Most of the cases of our study were unbooked (92%) making early detection and management of these cases difficult and leading to severe obstetric morbidity. Amongst 12 cases of near miss with hemorrhage as the life threatening condition, there was 1 case each of ruptured ectopic pregnancy, incomplete abortion and hemoperitoneum following cesarean section. There were 9 cases of PPH, despite the fact that active management of third stage of labour is practiced in all patients delivered at our centre. All these patients required massive blood transfusion. Two out of 3 cases of ruptured uterus occurred after admission at our facility. Similar pattern of life threatening events were seen maternal near miss cases in studies from other parts of the world. [16, 19, 20, 21]. This indicates that there is so much room for improvement in the antenatal care by making early diagnosis of hypertension possible. Also active management of third stage of labour is to be emphasized to prevent PPH and its consequences. The fact that ruptured uterus had occurred after admission suggests need for improvement in intrapartum care.

Type of organ system dysfunction pattern in our study was similar to that in another study conducted in India [21]. Hematological system dysfunction was the commonest organ system affected with nearly 42.5% of cases requiring massive blood transfusion of five or more units. Blood transfusion was needed in all patients with haemorrhage and uterine dysfunction and some with infection. Neurological system (27.5%) came next following the haematological system. Compared to other studies, neurological organ system dysfunction is high in our study [13, 14, 20, 21] as all these patients met the criteria of poor level of consciousness requiring ICU admission in patients with eclampsia. This was followed by respiratory system (17.5%), coagulation system (12.5%) and uterine dysfunction (10%). Renal and hepatic system dysfunction contributed less to the cases of near miss. Vascular system dysfunction was found to be the commonest organ system to be affected in one study while in other it came second to uterine dysfunction in other [13, 14].

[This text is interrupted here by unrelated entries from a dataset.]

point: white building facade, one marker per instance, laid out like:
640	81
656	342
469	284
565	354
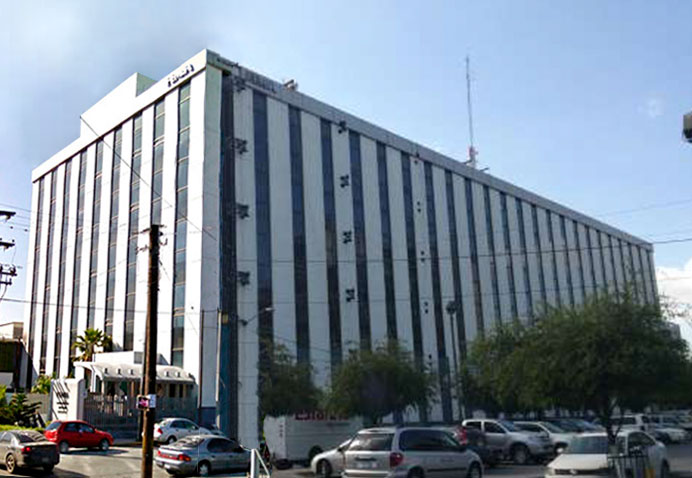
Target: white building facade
287	220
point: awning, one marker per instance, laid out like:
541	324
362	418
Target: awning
109	372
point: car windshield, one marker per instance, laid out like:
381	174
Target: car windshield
29	436
509	426
53	425
592	445
553	428
372	442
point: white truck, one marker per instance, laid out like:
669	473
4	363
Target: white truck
298	438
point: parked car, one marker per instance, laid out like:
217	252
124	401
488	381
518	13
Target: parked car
77	434
412	452
558	437
330	462
588	454
169	430
27	448
513	443
202	454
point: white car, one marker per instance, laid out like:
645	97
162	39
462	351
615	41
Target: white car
558	437
173	429
330	462
587	455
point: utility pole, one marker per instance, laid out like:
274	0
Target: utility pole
150	351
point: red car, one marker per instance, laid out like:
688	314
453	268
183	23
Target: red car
76	433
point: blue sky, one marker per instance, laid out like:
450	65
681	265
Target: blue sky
580	101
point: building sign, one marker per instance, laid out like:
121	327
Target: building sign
183	73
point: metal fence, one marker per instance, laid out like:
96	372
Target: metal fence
630	466
120	416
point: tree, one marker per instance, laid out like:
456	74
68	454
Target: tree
285	386
610	354
88	341
42	384
379	382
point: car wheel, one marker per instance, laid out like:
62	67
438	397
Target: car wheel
204	468
324	469
665	470
520	454
10	463
416	473
475	471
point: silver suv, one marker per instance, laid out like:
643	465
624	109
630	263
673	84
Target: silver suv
409	452
518	445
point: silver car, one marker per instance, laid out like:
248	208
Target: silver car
409	452
330	462
172	429
202	454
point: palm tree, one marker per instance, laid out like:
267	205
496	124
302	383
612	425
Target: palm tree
88	341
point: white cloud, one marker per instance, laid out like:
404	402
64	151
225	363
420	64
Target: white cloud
653	107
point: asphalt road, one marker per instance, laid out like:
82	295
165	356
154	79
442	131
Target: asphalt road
125	462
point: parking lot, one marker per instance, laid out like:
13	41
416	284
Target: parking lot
125	462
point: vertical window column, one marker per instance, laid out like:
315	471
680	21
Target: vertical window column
490	234
442	359
79	244
49	271
331	244
63	268
113	230
300	271
359	233
93	263
473	247
133	232
180	243
510	257
386	225
525	258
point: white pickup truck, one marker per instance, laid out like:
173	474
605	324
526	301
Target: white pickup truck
298	438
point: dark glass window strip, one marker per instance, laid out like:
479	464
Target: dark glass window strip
525	257
412	260
475	268
510	256
492	258
181	197
49	271
263	224
34	285
77	272
592	262
331	244
63	267
93	263
386	226
568	265
359	233
539	253
553	257
612	264
300	271
133	233
157	174
458	306
577	243
113	230
442	359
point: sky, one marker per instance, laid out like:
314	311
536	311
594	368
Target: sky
579	101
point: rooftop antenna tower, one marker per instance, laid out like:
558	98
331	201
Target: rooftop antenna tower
472	150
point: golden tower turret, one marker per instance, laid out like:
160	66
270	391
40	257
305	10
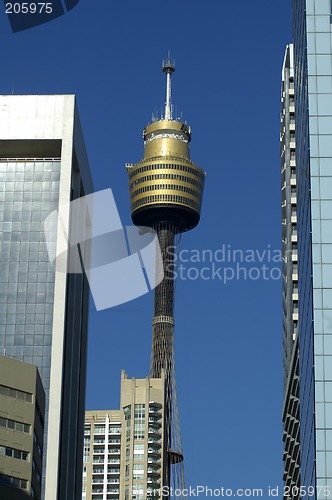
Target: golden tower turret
166	185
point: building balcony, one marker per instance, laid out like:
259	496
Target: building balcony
154	442
154	432
97	490
114	451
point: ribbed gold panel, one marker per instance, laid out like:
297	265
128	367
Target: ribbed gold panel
168	181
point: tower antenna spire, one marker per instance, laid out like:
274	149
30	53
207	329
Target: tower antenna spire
168	68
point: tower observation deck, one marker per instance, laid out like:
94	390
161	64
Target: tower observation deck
166	190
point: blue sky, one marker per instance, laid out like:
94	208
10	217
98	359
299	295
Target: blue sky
228	337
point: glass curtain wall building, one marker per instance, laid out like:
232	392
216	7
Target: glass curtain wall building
43	165
312	35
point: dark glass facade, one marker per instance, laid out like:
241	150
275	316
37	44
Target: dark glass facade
313	107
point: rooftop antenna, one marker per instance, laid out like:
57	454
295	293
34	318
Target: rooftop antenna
168	68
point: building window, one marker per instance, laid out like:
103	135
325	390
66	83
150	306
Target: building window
13	424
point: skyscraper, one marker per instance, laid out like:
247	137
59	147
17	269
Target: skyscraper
43	166
124	449
313	136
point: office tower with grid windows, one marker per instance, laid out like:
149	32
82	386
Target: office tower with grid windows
22	409
312	468
124	450
43	310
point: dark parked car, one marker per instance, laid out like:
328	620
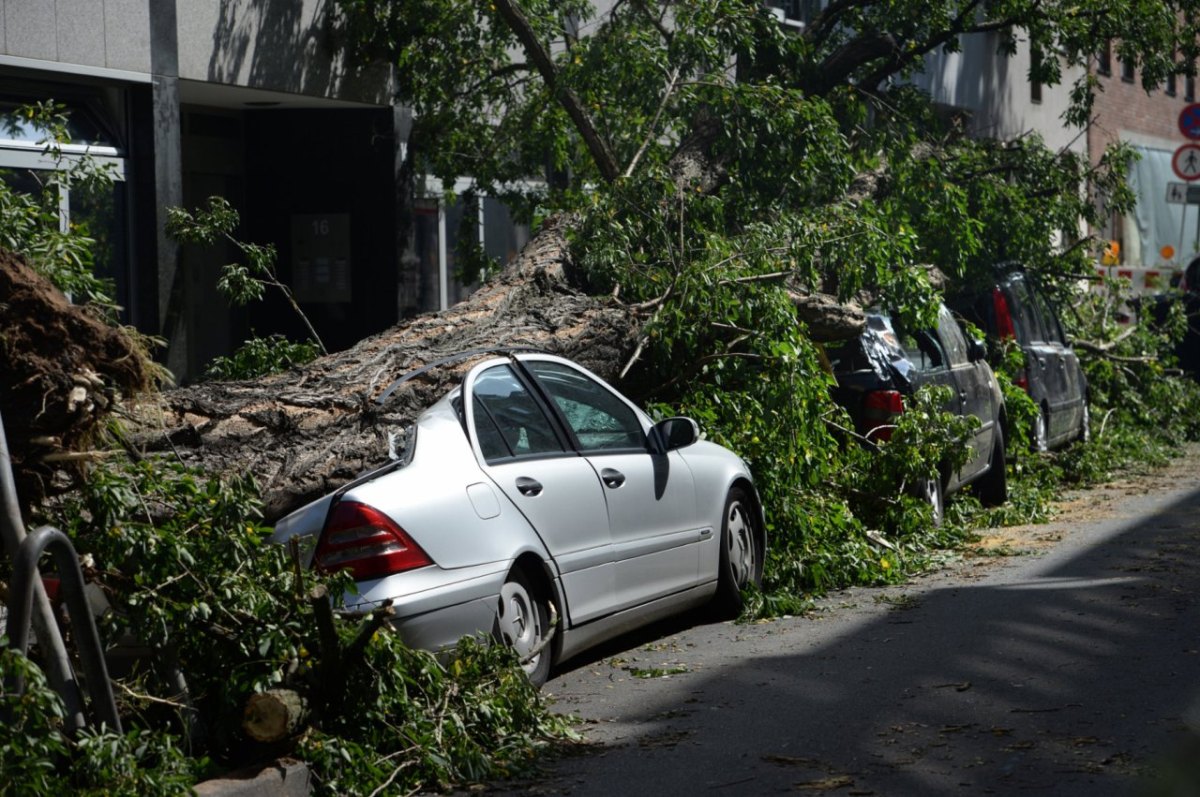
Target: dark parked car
1014	309
879	370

ICU admission (72.5%) was the most frequent critical intervention required in our patients as was found in another study [13] followed by massive blood transfusion (40%). It was found to be more with almost 67% patients requiring massive blood transfusion in other studies which could be due to different criteria to indicate massive transfusion or due to difference in the organ system affected in these studies [13, 14]. Surgical intervention was required in 27.5% cases similar to other study [14].

Higher number of near miss events and mortality occurring after admission to hospital indicated room for improvements in the hospital care in our study. This pattern was almost similar to the other study [13].

5. Conclusion and Recommendation

The maternal near miss cases were almost ten times more common than the maternal deaths. The maternal near miss rate was 7.7 per 1000 live births and the maternal mortality ratio was 76 per 1000 live births. Hypertensive disorders and severe hemorrhage were the major causes of maternal near miss similar to maternal deaths. Therefore, efforts aimed at improving the management of near miss cases would ultimately assist in the reduction of maternal mortality. Evaluating the cases of maternal near miss is recommended to bring about improvements in the maternal health care delivery system.

Competing Interests

The authors hereby declare that there is no competing interest in the study.

Funding

No financial support for the research, authorship and/or publication of this article was received by the authors.